His son, H.W. Scott, for twenty-five years, the leading journalist of the Northwest, has made the name a household word over the entire Northwest coast, and within the limits of his influence s no less familiarly known than Horace Greeley, whose old Tribune became his early political pabulum. He was the first graduate of Pacific University, receiving his degree in 1861; and he soon after began the study of law, and was one of the most active during the days of the war to conduct the enrollment of men as subject to military duty. He soon became editor of the Oregonian, and with the exception of a few years has continued with it, and is at present, not only its editor in-chief, but its controlling stockholder. As the great and controlling journal, it has been subjected to severe criticism, inspired partly by envy, and dictated partly by candid disagreement; yet its services have unquestionably been as invaluable as its management has been able and successful. As a steadfast and even passionate lover of the Union, and as a means of developing the Northwest, its services have been above all price. The appreciation by the public of our timber, mineral and agricultural wealth, and of our rivers and harbors, and the early opening of the whole country by railway lines, have been constant objects held in view; and this earnest aim, with its attendant exertions, so necessary to the state, explain very clearly subsidiary courses pursued by the Oregonian.
Mr. H.W. Scott is personally one of the few learned men in our state. In the midst of all his journalistic and business affairs, he has found time for patient and systematic study of classic as well as current literature and philosophy. It is his mental celerity and phenomenal memory which enable him to indulge the tastes of the student, and also to perform the work of a business man.
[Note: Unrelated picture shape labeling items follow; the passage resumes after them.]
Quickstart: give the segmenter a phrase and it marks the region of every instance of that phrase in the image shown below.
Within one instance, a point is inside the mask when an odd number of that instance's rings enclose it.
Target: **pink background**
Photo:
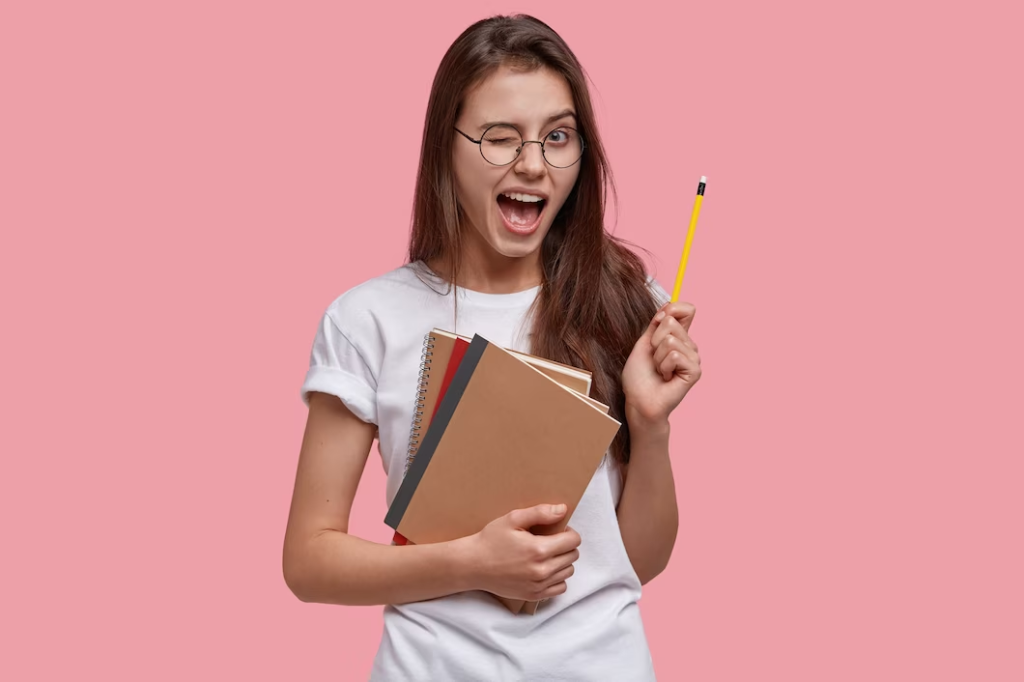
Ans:
[[[282,577],[298,390],[402,262],[442,53],[519,10],[667,288],[709,177],[659,679],[1024,679],[1016,4],[4,3],[0,677],[366,679],[380,608]]]

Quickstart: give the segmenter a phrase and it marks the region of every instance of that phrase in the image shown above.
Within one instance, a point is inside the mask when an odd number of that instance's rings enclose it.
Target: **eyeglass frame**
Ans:
[[[485,156],[483,156],[483,137],[487,134],[487,132],[490,131],[492,128],[499,128],[499,127],[503,127],[503,126],[506,127],[506,128],[511,128],[512,130],[516,131],[519,134],[519,139],[522,141],[522,144],[520,144],[519,148],[516,150],[515,158],[512,159],[512,161],[508,162],[507,164],[496,164],[490,159],[487,159]],[[558,130],[559,128],[568,128],[569,130],[572,130],[573,132],[575,132],[575,134],[580,135],[580,158],[577,159],[575,161],[573,161],[572,163],[570,163],[568,166],[556,166],[553,163],[551,163],[550,161],[548,161],[548,155],[544,153],[544,143],[547,142],[548,140],[543,140],[542,141],[542,140],[539,140],[539,139],[523,139],[522,132],[520,132],[518,128],[516,128],[514,125],[512,125],[510,123],[496,123],[495,125],[489,126],[486,130],[484,130],[482,133],[480,133],[480,139],[473,139],[472,137],[470,137],[469,135],[467,135],[463,131],[461,131],[458,128],[456,128],[455,126],[452,126],[452,127],[455,128],[455,131],[457,133],[459,133],[460,135],[462,135],[463,137],[465,137],[466,139],[468,139],[470,142],[472,142],[473,144],[476,144],[479,147],[479,150],[480,150],[480,156],[483,158],[484,161],[486,161],[492,166],[497,166],[498,168],[504,168],[505,166],[508,166],[509,164],[514,164],[516,161],[518,161],[519,157],[522,155],[523,148],[527,144],[540,144],[541,145],[541,158],[544,159],[544,163],[548,164],[552,168],[559,168],[559,169],[561,169],[561,168],[572,168],[578,163],[580,163],[580,159],[583,159],[583,153],[587,151],[587,140],[584,139],[583,133],[581,133],[579,130],[577,130],[572,126],[558,126],[558,128],[555,128],[555,130]],[[555,132],[555,130],[552,130],[551,132]]]

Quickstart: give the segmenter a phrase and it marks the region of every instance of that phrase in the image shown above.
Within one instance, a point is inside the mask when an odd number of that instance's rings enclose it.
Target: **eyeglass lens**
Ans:
[[[497,166],[515,161],[522,147],[522,136],[512,126],[492,126],[480,140],[483,158]],[[583,156],[583,139],[572,128],[556,128],[544,139],[544,158],[556,168],[571,166]]]

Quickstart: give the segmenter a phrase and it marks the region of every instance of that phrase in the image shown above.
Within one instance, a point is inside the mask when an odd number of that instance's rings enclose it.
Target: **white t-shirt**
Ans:
[[[649,284],[658,305],[669,299],[656,281]],[[525,313],[540,287],[446,291],[423,263],[403,265],[339,296],[313,340],[302,399],[308,404],[308,391],[337,395],[378,426],[389,506],[404,475],[424,335],[436,327],[529,350]],[[513,615],[480,591],[387,605],[371,680],[653,680],[640,581],[615,516],[622,486],[618,465],[606,455],[569,521],[582,545],[564,594],[534,615]]]

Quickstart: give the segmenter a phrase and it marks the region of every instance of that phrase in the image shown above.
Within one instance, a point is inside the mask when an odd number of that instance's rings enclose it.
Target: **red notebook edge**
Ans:
[[[466,355],[466,350],[468,348],[468,341],[461,338],[455,340],[455,346],[452,348],[452,357],[449,359],[447,369],[444,370],[444,379],[441,381],[441,387],[437,390],[437,399],[434,401],[434,411],[430,415],[431,421],[433,421],[434,416],[437,414],[437,408],[441,406],[441,399],[444,398],[444,391],[447,390],[449,385],[452,383],[452,378],[455,377],[456,370],[459,369],[459,364],[462,363],[462,358]],[[403,546],[413,545],[415,543],[411,543],[409,539],[395,530],[391,544]]]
Mrs. Abagail S. Duniway is scarcely less known as the first editor of the New Northwest, a paper which she established for the purpose of carrying on the contest for woman’s suffrage in the Northwest. Mrs. Kate Coburn enjoys a like reputation as editor of the Evening Telegram. Mrs. M.F. Cook, wife of the early resident of Lafayette, and Mrs. S.M. Kelt of the same place, Mrs. H.L. McCord of East Portland, and Mrs. R.E. Latourette of Oregon City, and Charles of Portland, have taken responsible and honorable positions in society. John, a youth of great promise and ambition, died in 1860, leaving his father and brothers and sisters well nigh heartbroken. Mrs. M.A. Fearnside, a woman remarkable for the moral beauty of her character, is also deceased.